Yes to music, yes to journaling and yes to focusing on wellness. Thank you Kelly!
After taking almost all of January off, hubby and I went climbing again today. The rock we usually climb on has three faces (at least if you don’t want to be near anyone, which we don’t). One face is super easy, and we did it many times last year, the other one is our most recent route that we’ve done 3-4 times and the third we’d never done before today.
When we got there, others were already doing the route we usually do, so we got adventurous and did the third face we’d never done. This required taking our shoes off and crossing a small river. Very cold water.
It also required just going for it and seeing what we could do since we had no idea what the rating was and if we would be able to climb it.

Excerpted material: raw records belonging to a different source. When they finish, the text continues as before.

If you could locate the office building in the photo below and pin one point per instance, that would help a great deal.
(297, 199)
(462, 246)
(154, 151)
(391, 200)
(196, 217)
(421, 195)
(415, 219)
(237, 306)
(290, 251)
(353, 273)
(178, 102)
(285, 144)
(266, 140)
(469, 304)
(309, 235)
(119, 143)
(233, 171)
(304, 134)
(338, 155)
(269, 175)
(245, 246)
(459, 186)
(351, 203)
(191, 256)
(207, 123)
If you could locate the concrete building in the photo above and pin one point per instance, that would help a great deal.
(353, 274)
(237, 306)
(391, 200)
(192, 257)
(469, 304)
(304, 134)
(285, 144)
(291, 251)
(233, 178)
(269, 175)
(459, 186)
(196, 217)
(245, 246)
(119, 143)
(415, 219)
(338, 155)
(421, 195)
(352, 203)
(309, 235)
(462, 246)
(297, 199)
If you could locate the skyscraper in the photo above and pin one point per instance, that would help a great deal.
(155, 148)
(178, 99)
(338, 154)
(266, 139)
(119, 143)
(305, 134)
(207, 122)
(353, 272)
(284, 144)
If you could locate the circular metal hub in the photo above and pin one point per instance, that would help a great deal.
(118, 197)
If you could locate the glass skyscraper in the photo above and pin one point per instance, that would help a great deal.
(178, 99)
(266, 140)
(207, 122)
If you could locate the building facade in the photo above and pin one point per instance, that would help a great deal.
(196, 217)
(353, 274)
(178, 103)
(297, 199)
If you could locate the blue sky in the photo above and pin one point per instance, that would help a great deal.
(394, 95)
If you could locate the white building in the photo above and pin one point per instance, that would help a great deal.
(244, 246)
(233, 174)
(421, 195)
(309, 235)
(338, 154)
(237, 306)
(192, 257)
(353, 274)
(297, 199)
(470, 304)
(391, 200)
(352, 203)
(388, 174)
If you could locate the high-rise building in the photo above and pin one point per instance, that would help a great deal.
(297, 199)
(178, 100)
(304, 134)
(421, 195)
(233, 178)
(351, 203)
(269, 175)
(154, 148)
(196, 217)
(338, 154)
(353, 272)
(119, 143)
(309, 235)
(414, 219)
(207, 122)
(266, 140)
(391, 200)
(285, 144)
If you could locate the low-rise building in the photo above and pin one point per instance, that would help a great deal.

But we did. Several times.
It was hard, refreshing, invigorating. On the way home, we got to see an incredible sunset and I was feeling a deep sense of contentment and joy.
Fresh air, new adventures, exercise, and time with my husband. A perfect afternoon.
Yes to adventures. Yes to trying new things and taking chances. Yes to time together. Yes to nature.
I’m finding that so much of saying yes is about letting things go. Especially my thoughts and random attachments to things having to be a certain way. I’m paying attention to the judgemental, worried, and angry voices in my head. And then instead of reacting because I assume they must be right, I am choosing to slow down and notice them.
And then, if I can do that, then I can question them. Do I really believe that? Is that really true? Must it be that way?
Questioning these assumptions, judgements, default states has been very enlightening. I am noticing all sorts of things about myself.
And then I am gently trying to let them go. One at a time.
I am more successful with some than others but I am still grateful for the noticing. One step at a time.
Yes to letting things go. Yes to paying attention. Yes to grace. Yes yes yes.